Job descriptions are the key to obtaining an H-1B visa. USCIS will issue an RFE or denial if it is vague. Improper ones can result in site visit investigations and result in fraud determinations. Many do not
consider them and receive incredible but avoidable frustration.
Job descriptions are essential for obtaining a visa and recruiting the right person for the job. The best understanding is to understand how to perform its services best. Using a holistic approach to describing its positions is a good starting point.
A job description must outline the job duties and the requirements. Making it clear or not vague is providing detail, for example. Simply speaking, in the tech sector, you may want to hire a developer
or a Java Developer. The latter includes specificity that indicates the position is genuine. To further divide the duties into components and compare them to the Occupational Outlook Handbook, as that is what USCIS will look at when determining whether your position meets the requirements of an H-1B specialty occupation.
The OOH under the Software Developer position states:
- Software developers typically do the following:
- Analyze users’ needs and then design, test, and develop software to meet those needs
- Recommend software upgrades for customers’ existing programs and systems
- Design each piece of an application or system and plan how the elements will work together
- Create a variety of models and diagrams (such as flowcharts) that show programmers the software code needed for an application
- Ensure that a program continues to function normally through software maintenance and testing
- Document every aspect of an application or system as a reference for future maintenance and upgrades
- Collaborate with other computer specialists to create optimum software.
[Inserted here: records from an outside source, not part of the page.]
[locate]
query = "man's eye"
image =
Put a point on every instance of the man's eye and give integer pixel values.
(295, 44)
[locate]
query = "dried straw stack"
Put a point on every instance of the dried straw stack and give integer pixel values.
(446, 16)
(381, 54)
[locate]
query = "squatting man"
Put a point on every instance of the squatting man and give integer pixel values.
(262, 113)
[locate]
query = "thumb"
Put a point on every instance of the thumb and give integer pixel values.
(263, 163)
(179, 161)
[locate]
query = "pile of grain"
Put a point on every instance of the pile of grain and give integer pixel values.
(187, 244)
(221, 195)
You don’t want to adopt this language. First, USCIS will say you just adopted the language from the OOH and infer you don’t have actual job duties. Also, these duties are vague in that they have no specified. USCIS relies on job duties that they would not approve of themselves.
You can use them to compare with your company’s needs and describe them in a manner that will be acceptable to USCIS. An excellent way to do this is to determine which components are the same
or similar. For example, your developer may analyze, design, test, and develop software as indicated
in the top bullet. They don’t need to do all of these things. But what they do will be more specific.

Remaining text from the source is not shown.